Why is socialism so popular?
Why do Bernie Sanders and Elizabeth Warren attract such large crowds, especially of young people, to hear their economic nostrums? (We are talking here of coercive socialism, not the voluntary variety of the kibbutz or the commune.)
One answer is that Hollywood is a preserve of the left, as are the universities, the pulpit, the major media. Elementary school teachers drum these schemes into their charges and this continues unabated into the high schools and beyond.
This goes a long way toward explaining the popularity of socialism, but how do we account for this state of the world in the first place?
Milton Friedman once blamed the war in Vietnam for this sad state of affairs.
Young leftists took advantage of the university deferment from the draft; rightists fought abroad. The former subsequently took over the campus. This has undoubted explanatory power, but how did the future academic radicals initially attain their viewpoints?
This might explain the sad state of academia, but what of the rest of the culture?
We have to dig deeper. One possible explanation stems from biology: We are hardwired to be socialists, except for the few of us who are in effect mutants. Say what?
This account is based on the fact that eons ago, when our grandparents were in the caves, we lived in groups of only a few dozen, most of whom were relatives.
If a man came back from the hunt with a deer and didn’t share it, he was booted out of the tribe and tended to leave fewer progeny than would otherwise have been the case. Egalitarianism springs from such a source.
In Tribe A, if someone was sick this week, you helped him. Next week, you were ill, and he reciprocated. Tribe B had no such practices.
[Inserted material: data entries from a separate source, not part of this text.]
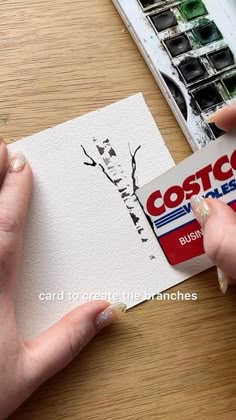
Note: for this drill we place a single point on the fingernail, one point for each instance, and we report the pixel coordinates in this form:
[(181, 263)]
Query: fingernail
[(223, 280), (211, 118), (110, 314), (17, 162), (200, 209)]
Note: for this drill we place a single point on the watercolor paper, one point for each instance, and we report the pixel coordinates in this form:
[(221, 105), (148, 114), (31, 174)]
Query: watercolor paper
[(86, 234)]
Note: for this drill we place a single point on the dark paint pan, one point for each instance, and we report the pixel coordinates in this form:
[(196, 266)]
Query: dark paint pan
[(207, 33), (164, 20), (178, 45), (208, 97), (192, 70), (222, 59)]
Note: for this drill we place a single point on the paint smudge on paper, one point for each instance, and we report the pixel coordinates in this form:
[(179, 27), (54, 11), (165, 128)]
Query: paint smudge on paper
[(126, 185)]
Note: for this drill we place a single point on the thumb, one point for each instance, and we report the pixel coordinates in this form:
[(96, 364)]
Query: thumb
[(218, 222), (56, 347)]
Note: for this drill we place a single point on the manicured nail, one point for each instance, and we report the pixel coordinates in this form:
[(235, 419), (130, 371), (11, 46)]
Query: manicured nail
[(211, 118), (110, 314), (200, 209), (223, 280), (17, 162)]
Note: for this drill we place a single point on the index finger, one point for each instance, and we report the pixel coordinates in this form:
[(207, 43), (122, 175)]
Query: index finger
[(224, 118)]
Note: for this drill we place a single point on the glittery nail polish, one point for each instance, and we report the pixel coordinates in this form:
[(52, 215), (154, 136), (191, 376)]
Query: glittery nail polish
[(110, 314), (223, 280), (212, 117), (17, 162), (200, 209)]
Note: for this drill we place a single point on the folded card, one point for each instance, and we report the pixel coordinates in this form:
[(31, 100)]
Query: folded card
[(87, 237)]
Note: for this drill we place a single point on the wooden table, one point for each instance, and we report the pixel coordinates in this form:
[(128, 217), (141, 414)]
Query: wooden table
[(165, 360)]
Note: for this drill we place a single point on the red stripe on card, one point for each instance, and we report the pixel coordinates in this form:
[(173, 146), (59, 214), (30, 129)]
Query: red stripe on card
[(185, 242)]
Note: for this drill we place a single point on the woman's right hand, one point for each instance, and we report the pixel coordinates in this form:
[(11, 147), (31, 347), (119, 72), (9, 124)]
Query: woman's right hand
[(217, 219)]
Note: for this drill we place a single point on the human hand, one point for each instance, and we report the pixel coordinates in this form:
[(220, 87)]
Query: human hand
[(24, 365), (217, 219)]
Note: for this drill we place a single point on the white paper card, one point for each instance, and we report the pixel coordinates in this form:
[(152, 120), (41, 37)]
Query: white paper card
[(86, 235)]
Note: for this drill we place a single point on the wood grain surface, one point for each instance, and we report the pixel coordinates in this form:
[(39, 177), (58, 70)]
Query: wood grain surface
[(164, 360)]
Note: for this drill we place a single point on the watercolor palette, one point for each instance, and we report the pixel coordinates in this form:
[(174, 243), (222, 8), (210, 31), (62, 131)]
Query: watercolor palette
[(190, 47)]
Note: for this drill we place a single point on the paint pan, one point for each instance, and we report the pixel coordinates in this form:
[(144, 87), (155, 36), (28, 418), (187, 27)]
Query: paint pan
[(164, 20), (222, 58), (178, 45), (190, 47), (208, 97), (216, 131), (192, 70), (208, 33), (192, 9), (147, 3)]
We stem from the former, not the latter. Hence we for the most part tend in the direction of being amiable with one another. This is the source of benevolence.
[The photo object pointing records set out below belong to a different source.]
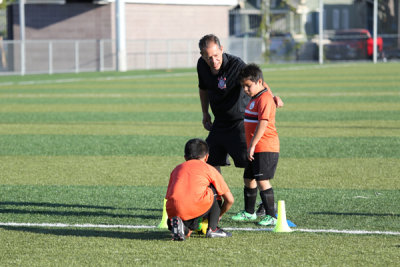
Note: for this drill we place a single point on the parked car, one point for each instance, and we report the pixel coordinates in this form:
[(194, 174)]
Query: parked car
[(352, 44)]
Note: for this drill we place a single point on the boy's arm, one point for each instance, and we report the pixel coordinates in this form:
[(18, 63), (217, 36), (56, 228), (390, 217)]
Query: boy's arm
[(278, 101), (228, 202), (260, 129)]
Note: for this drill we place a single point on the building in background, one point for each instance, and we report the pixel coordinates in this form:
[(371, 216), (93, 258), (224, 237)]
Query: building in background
[(294, 24), (153, 27)]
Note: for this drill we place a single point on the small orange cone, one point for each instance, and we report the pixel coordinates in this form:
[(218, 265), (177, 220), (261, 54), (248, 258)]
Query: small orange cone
[(163, 224)]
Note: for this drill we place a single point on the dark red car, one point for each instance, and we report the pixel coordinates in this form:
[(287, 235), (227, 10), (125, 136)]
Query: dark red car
[(352, 44)]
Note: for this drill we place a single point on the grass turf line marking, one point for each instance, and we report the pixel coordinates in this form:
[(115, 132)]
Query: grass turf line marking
[(116, 226)]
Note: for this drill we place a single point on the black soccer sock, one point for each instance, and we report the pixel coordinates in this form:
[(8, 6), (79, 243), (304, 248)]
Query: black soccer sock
[(267, 197), (250, 197)]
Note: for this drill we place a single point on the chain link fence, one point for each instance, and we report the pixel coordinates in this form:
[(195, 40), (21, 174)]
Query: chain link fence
[(64, 56)]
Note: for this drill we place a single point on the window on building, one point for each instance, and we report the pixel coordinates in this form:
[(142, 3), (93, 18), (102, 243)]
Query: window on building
[(345, 18), (336, 19)]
But whence sprang our instinctive predilection toward free enterprise? We also have some of that, but it is far weaker. Few of our ancestors engaged in what Adam Smith called “bartering and trucking.”
Markets, where people dealt with others in an arm’s length manner, came far later in human history. Cordiality, then, is far more deeply embedded in most of us than profit-seeking is. Many of us missed out when they were handing out the “gene” for appreciating the “invisible hand.”
This is why most people recoil in disgust at markets in used body parts. The thought of selling a part of yourself is loathsome. Our biology calls for us to donate kidneys for free. That is the decent thing to do.
As a result, at a zero price control, some 80,000 Americans are condemned to kidney dialysis machines, and many of them die before their time. Were supply allowed to be equated with demand, via a free price system, such tragedies could be avoided.
“Obscene” profits are reviled. Gordon Gekko opined that “greed is good,” but our hardwiring recoils at any such insight. Ditto for profiteering, price gouging and all the rest. It is difficult to overcome biological hardwiring.
We still have free will. Our tendency to distrust the free enterprise system can indeed be overcome. But trying to convince people of the benefits of laissez-faire capitalism goes against the grain of many, especially the youth.
According to that old adage: “If a person is not a socialist at 20 years of age, he has no heart; if he still supports socialism at 50, he has no brain.”
Maybe there is still hope for us. Our present generation of young socialists will one day grow up.